Re: [PATCH] xhci: clear port_remote_wakeup after resume failure

From: Nicolas Saenz Julienne
Date: Sat Jun 08 2019 - 09:38:01 EST


On Tue, 2019-06-04 at 16:53 +0300, Mathias Nyman wrote:
> On 27.5.2019 14.28, Nicolas Saenz Julienne wrote:
> > Hi Matthias,
> > thanks for the review.
> >
> > On Mon, 2019-05-27 at 14:16 +0300, Mathias Nyman wrote:
> > > On 24.5.2019 17.52, Nicolas Saenz Julienne wrote:
> > > > This was seen on a Dell Precision 5520 using it's WD15 dock. The dock's
> > > > Ethernet device interfaces with the laptop through one of it's USB3
> > > > ports. While idle, the Ethernet device and HCD are suspended by runtime
> > > > PM, being the only device connected on the bus. Then, both are resumed
> > > > on
> > > > behalf of the Ethernet device, which has remote wake-up capabilities.
> > > >
> > > > The Ethernet device was observed to randomly disconnect from the USB
> > > > port shortly after submitting it's remote wake-up request. Probably a
> > > > weird timing issue yet to be investigated. This causes runtime PM to
> > > > busyloop causing some tangible CPU load. The reason is the port gets
> > > > stuck in the middle of a remote wake-up operation, waiting for the
> > > > device to switch to U0. This never happens, leaving "port_remote_wakeup"
> > > > enabled, and automatically triggering a failure on any further suspend
> > > > operation.
> > > >
> > > > This patch clears "port_remote_wakeup" upon detecting a device with a
> > > > wrong resuming port state (see Table 4-9 in 4.15.2.3). Making sure the
> > > > above mentioned situation doesn't trigger a PM busyloop.
> > > >
> > >
> > > There was a similar case where the USB3 link had transitioned to a
> > > lower power U1 or U2 state after resume, before driver read the state,
> > > leaving port_remote_wakeup flag uncleared.
> > >
> > > This was fixed in 5.1 kernel by commit:
> > >
> > > 6cbcf59 xhci: Fix port resume done detection for SS ports with LPM enable
> > >
> > > Can you check if you have it?
> > > It should be in recent stable releases as well.
> >
> > I was aware of that patch, unfortunately it doesn't address the same issue.
> > In
> > my case I never get a second port status event (so no PLC == 1 or any state
> > change seen in PLS). The device simply disconnects from the bus.
> >
>
> I see, ok, then we need to clear the flag in the hub thread.
>
> But to me it looks like this patch could cause a small race risk in the
> successful
> device initiated resume cases.
>
> If the hub thread, i.e. the get_port_status() function, notices the U0 state
> before
> the interrupt handler, i.e. handle_port_status() function, then
> port_remote_wakeup
> flag is cleared in the hub thread and the wakeup notification is never called
> from
> handle_port_status().
>
> Would it be enough to just check for (port_remote_wakeup flag &&
> !PORT_CONNECT) in the hub thread?
> USB3 PORT_CONNECT bit is lost in most error cases.

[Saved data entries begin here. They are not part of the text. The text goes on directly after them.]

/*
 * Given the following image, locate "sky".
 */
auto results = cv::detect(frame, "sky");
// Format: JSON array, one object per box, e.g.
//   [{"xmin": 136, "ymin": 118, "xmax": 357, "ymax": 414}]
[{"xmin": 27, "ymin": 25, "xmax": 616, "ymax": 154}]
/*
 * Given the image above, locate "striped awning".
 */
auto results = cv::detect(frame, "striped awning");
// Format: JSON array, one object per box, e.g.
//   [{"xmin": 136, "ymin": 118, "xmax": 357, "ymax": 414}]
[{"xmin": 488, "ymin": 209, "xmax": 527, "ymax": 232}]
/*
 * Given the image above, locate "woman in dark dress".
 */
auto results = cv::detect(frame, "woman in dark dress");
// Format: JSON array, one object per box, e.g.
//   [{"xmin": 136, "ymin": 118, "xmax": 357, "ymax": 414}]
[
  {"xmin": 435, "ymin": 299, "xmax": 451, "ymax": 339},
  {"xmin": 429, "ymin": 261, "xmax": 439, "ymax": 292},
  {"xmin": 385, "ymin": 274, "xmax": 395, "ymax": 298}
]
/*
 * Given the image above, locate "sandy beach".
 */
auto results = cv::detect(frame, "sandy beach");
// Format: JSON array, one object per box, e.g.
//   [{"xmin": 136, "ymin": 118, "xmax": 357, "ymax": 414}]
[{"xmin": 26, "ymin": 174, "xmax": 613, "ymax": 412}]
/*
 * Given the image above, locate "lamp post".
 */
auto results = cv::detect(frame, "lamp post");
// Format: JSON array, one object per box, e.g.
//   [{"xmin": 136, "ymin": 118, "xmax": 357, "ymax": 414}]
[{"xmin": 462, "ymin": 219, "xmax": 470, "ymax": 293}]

I get your concerns, there is a race indeed. On top of that, checking
PORT_CONNECT works fine for me.

So if I undertood your suggestion right, would this be fine?

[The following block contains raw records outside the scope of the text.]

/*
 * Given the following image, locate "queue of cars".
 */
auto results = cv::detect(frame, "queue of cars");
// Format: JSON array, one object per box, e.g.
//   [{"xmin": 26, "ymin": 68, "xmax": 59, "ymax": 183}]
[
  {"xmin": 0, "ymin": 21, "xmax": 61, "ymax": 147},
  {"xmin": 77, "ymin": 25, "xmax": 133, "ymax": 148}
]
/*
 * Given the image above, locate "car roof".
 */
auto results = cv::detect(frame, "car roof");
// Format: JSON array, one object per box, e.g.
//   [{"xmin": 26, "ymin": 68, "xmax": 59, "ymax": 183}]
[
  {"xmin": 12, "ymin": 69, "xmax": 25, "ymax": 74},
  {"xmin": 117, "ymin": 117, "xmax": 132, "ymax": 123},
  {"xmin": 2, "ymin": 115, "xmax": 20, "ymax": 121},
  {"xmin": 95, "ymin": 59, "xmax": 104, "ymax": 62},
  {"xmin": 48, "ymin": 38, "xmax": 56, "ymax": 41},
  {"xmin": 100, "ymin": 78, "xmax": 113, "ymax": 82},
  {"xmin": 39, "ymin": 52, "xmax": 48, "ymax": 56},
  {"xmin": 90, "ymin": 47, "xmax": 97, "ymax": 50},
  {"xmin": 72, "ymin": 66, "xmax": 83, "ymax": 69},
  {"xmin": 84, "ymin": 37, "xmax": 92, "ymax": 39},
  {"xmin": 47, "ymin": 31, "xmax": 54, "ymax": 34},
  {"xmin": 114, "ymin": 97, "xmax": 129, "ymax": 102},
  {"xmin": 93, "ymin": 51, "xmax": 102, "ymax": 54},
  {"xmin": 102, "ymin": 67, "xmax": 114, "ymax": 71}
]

diff --git a/drivers/usb/host/xhci-hub.c b/drivers/usb/host/xhci-hub.c
index 3abe70ff1b1e..253957dc62de 100644
--- a/drivers/usb/host/xhci-hub.c
+++ b/drivers/usb/host/xhci-hub.c
@@ -1057,6 +1057,9 @@ static u32 xhci_get_port_status(struct usb_hcd *hcd,
bus_state->resume_done[wIndex] = 0;
clear_bit(wIndex, &bus_state->resuming_ports);
usb_hcd_end_port_resume(&hcd->self, wIndex);
+ } else if (bus_state->port_remote_wakeup & (1 << port->hcd_portnum) &&
+ !(raw_port_status & PORT_CONNECT)) {
+ bus_state->port_remote_wakeup &= ~(1 << port->hcd_portnum);
}

if (bus_state->port_c_suspend & (1 << wIndex))

Regards,
Nicolas

Attachment: signature.asc
Description: This is a digitally signed message part